Audit Quality: More Important Than Ever?

Bill Sheridan | CPA Success

March 10, 2010

Is the role of the auditor more important today than at any other time in recent memory?

I think the argument can be made. Wall Street is under scrutiny, the government has been doling out money left and right to shore up the economy, but where’s the transparency? Where’s the accountability? Those buzzwords are being tossed around with abandon these days, but auditing, done right, can provide those things and form an important link between a financial report and all of its audiences — investors, regulators, issuers, educators, the financial press, and yes, the auditors themselves.

And that’s where the Center for Audit Quality comes in.

The CAQ was founded in January 2007 with a very broad mission of enhancing investor confidence and public trust in the global capital markets. It does that in a number of ways, most importantly by working to improve the performance of public company auditors.

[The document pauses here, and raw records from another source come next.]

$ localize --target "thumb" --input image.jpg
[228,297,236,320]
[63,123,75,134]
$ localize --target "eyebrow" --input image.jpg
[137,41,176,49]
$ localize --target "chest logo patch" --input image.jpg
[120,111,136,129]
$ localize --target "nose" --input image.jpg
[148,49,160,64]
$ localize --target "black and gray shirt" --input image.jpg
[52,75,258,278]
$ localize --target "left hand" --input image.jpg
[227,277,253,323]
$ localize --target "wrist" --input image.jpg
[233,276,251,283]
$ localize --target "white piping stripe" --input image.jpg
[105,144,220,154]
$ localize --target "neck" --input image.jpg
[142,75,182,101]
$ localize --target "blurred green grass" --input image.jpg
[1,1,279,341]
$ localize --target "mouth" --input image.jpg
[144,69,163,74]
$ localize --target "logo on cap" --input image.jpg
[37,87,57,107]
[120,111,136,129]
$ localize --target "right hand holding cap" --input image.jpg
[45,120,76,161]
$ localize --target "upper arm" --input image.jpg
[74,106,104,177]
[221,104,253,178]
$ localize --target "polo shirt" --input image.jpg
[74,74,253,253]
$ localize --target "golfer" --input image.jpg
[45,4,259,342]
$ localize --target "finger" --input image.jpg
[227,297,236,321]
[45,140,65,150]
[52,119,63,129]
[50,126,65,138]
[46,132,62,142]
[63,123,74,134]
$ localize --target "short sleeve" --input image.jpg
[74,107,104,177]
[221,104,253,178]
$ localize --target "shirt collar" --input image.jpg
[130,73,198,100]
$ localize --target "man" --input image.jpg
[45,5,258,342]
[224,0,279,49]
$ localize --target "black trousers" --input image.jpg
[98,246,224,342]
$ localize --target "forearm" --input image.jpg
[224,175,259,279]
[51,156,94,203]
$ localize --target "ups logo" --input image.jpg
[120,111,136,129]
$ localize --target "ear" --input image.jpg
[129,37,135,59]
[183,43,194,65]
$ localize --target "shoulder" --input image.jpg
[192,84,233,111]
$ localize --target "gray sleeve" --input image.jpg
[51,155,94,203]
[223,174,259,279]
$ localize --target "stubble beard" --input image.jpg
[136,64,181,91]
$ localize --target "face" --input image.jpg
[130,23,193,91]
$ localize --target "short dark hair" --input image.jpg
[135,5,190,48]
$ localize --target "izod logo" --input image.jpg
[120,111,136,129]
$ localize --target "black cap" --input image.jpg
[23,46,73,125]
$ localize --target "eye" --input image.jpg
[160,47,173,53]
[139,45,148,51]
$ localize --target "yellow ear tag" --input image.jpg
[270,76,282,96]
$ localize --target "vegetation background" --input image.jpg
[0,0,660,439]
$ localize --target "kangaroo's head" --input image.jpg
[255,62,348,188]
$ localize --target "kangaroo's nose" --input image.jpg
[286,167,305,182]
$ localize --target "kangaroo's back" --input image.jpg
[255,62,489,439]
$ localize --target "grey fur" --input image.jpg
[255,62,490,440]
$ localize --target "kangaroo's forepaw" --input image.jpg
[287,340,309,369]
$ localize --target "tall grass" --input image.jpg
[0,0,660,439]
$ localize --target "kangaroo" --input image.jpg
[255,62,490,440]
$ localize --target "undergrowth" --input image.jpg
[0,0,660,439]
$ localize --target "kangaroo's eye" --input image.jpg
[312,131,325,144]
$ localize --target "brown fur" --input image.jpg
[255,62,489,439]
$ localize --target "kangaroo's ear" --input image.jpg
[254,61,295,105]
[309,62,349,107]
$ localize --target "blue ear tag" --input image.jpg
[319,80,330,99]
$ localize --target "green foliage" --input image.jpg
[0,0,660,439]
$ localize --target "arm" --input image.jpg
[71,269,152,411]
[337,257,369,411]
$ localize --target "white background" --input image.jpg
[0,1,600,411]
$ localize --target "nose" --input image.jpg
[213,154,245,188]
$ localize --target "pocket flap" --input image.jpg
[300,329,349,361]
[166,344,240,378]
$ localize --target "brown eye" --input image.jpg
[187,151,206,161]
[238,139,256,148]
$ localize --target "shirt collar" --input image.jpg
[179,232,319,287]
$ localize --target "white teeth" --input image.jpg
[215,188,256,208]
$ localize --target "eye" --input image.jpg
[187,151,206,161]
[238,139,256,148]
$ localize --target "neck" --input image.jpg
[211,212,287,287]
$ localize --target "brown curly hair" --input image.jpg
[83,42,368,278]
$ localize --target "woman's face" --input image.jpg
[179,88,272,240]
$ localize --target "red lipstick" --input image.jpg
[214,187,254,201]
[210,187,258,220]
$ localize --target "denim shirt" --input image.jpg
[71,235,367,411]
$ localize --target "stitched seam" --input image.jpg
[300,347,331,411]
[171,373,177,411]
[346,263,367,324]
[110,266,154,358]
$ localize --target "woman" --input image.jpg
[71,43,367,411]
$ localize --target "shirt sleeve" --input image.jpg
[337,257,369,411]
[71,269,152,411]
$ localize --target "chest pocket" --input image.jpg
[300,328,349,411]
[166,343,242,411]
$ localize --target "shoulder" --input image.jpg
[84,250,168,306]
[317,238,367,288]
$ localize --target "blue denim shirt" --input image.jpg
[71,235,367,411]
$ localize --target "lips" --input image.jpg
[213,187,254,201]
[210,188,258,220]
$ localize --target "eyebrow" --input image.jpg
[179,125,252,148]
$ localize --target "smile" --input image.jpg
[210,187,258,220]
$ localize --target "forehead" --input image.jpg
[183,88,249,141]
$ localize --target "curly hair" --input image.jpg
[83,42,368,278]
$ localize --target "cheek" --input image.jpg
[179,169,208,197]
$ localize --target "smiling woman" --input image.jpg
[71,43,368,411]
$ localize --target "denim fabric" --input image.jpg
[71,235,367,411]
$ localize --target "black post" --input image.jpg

I spent some time on the phone recently with CAQ Executive Director Cindy Fornelli, and she offered some insight into the Center’s work and its mission … and into the issues that are impacting auditors today. Among those issues:

  • Independent standard setting: “There (has been) a real call to try to dilute how accounting and auditing standards are set and to try to give others who had different uses for accounting a voice in the accounting standards setting process,” Fornelli said. “We felt that would have harmed the marketplace, because investors want to be able to rely on those standards and that they are set through an independent process that’s free of undue external pressures.”
  • IFRS: “Over 100 countries are either using or moving toward using IFRS, and the United States needs to think long and hard about how to get to that place as well,” Fornelli said. “My fear is if we don’t move toward a plan toward adopting IFRS, we will be seen as isolationist and a lone wolf. It behooves all of us — investors, preparers, CPAs and academics — to think about how the U.S. can get to a place where we are comfortable with adopting a single set of high-quality global accounting standards.”
  • Liability: “We all know our unique liability structure brings certain challenges to the profession,” Fornelli said. The CAQ, she said, hopes to play a role in “recognizing that catastrophic liability can pose a significant risk to investors and, as some of these issues are debated in Congress, making sure that auditors and CPAs have a voice there as well.”